Perhaps a better way for the OP to have said it is something like
In Silver’s opinion, 538 should not be releasing any predictions while it’s own management agrees their model cannot validly include current polling data. Which they predict will be the case until along about September. Until then Silver tells us they’re not reliable now because their own management has said as much.
Kinda long for a title. But less misleading.
With a sufficient sample size, you can compare probabilistic model prediction with outcome (as you noted later upthread).
You can also evaluate a probabilistic model by looking at its underlying assumptions Morris’s attempt apparently assumes that polls are worth very little 75+ days away from the election. That would be around Aug 20th. Silver’s model assumed the same at 160+ days in 2020 IIRC.
So which is more accurate? Does Silver cite academic articles saying one or the other? Does he present statistical evidence? Morris’ take seems to be that the race only takes shape around Labor Day and afterwards.
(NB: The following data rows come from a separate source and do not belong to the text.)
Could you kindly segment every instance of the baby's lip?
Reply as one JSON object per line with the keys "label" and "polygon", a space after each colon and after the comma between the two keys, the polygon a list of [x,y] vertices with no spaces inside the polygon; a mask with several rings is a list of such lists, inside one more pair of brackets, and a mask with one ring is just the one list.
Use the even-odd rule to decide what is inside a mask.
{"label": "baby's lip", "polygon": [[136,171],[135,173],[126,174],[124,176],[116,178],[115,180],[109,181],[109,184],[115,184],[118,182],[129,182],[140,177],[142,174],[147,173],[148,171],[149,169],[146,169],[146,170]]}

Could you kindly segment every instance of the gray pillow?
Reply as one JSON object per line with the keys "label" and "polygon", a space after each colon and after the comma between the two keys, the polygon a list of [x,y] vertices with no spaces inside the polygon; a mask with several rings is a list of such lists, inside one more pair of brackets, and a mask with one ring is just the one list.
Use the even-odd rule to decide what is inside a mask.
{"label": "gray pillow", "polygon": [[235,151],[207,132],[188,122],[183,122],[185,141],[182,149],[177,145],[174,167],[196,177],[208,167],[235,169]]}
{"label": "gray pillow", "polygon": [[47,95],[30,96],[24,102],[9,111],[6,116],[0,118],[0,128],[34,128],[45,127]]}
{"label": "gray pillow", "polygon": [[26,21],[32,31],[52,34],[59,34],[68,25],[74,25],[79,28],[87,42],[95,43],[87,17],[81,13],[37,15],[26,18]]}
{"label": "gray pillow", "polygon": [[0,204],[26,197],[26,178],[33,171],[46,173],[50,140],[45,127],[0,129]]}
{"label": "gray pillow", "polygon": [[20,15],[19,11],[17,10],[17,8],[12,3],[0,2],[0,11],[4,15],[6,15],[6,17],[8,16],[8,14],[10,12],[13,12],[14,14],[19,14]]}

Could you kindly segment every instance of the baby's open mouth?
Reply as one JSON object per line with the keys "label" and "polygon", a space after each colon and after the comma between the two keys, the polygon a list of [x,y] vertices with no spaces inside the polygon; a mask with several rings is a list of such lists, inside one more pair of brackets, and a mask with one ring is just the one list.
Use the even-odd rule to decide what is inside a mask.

That’s not obviously false.
I don’t know, when a model has Biden favored more in the combination of polls and fundamentals than in either one separately (as documented by @Jas09 ), and there’s no explanation for why or how that’s happening, I think that’s enough to say that it’s not a credible source.
To continue with the football analogy, it’s a bit like saying that Tim Tebow was a good pro quarterback because the Broncos won some unlikely games when he was there. Anyone who watched the games could see that it wasn’t Tebow, it was mostly the defense and some luck and if anything Tebow was making games harder to win. So yes, the Democrats have managed to over perform some in 2018 and 2022 but they weren’t great wins. They were the defense bailing out the offense. Eventually the offense will be so unproductive that the defense simply cannot be effective.